Discussion
Cysticercosis is an infection of both humans and pigs with the larval stages of the parasitic cestode,
Taenia solium. This infection is caused by ingestion of eggs shed in the feces of a human tapeworm carrier. Pigs and humans become infected by ingesting eggs or gravid proglottids. Humans are infected either by ingestion of food contaminated with feces, or by autoinfection. In the latter case, a human infected with adult
T. solium can ingest eggs produced by that tapeworm, either through fecal contamination or, possibly, from proglottids carried into the stomach by reverse peristalsis.
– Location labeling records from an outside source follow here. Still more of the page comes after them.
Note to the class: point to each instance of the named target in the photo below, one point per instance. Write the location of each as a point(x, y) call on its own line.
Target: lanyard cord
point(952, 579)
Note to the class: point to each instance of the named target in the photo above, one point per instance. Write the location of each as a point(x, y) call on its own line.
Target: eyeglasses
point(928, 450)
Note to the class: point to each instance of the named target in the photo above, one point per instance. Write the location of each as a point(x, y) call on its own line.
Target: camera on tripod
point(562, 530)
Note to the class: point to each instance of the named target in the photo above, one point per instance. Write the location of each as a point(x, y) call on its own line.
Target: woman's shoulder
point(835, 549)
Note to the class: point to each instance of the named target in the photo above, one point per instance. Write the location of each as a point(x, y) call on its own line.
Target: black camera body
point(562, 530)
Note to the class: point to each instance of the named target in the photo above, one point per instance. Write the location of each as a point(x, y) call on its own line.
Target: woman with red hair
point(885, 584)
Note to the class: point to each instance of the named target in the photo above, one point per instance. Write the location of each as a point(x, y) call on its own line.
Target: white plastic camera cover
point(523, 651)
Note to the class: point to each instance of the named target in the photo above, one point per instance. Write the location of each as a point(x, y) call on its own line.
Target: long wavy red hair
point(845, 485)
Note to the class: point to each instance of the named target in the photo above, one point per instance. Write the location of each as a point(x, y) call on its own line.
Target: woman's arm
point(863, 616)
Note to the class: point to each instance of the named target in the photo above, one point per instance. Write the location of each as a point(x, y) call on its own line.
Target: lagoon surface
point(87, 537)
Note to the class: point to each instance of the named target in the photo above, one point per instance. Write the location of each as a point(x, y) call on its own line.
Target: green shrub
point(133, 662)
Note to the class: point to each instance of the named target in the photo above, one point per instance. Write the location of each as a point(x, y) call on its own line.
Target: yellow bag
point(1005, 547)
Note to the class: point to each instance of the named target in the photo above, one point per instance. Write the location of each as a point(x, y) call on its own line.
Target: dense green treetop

Once eggs are ingested, oncospheres hatch in the intestine, invade the intestinal wall, and migrate to striated muscles, as well as the brain, liver, and other tissues, where they develop into cysticerci [
3].
Fully developed cysticerci are opalescent, milky white cysts, elongated to oval, and approximately 1 cm in diameter. The cyst contains fluid and a single invaginated scolex. The scolex has a rostellum, four suckers, and 22–32 small hooklets. The cyst wall is multilayered, 100–200 mm thick, and covered by microvilli. The outer, cuticular layer appears smooth and hyalinized and is frequently raised in projections [
4]. Beneath the tegument is a row of tegumental cells. The inner layer or parenchyma is loose and reticular, containing mesenchymal cells and calcareous corpuscles [
5]. The calcareous corpuscles are a unique feature of cestode tissue. These spherical, noncellular masses occur in the parenchyma and are especially prominent in larval cestodes. The corpuscles take on a bluish-purple color in hematoxylin and eosin (H and E) [
6].
The cysticercus secretes certain substances locally (for example, paramyosin, taeniastatin), which alter the host immune response. Both cellular as well as humoral immunity are affected [
7,
8]. With passage of time, these mechanisms become ineffective, and the inflammatory response leads to degeneration of the parasite, granuloma formation, and calcification.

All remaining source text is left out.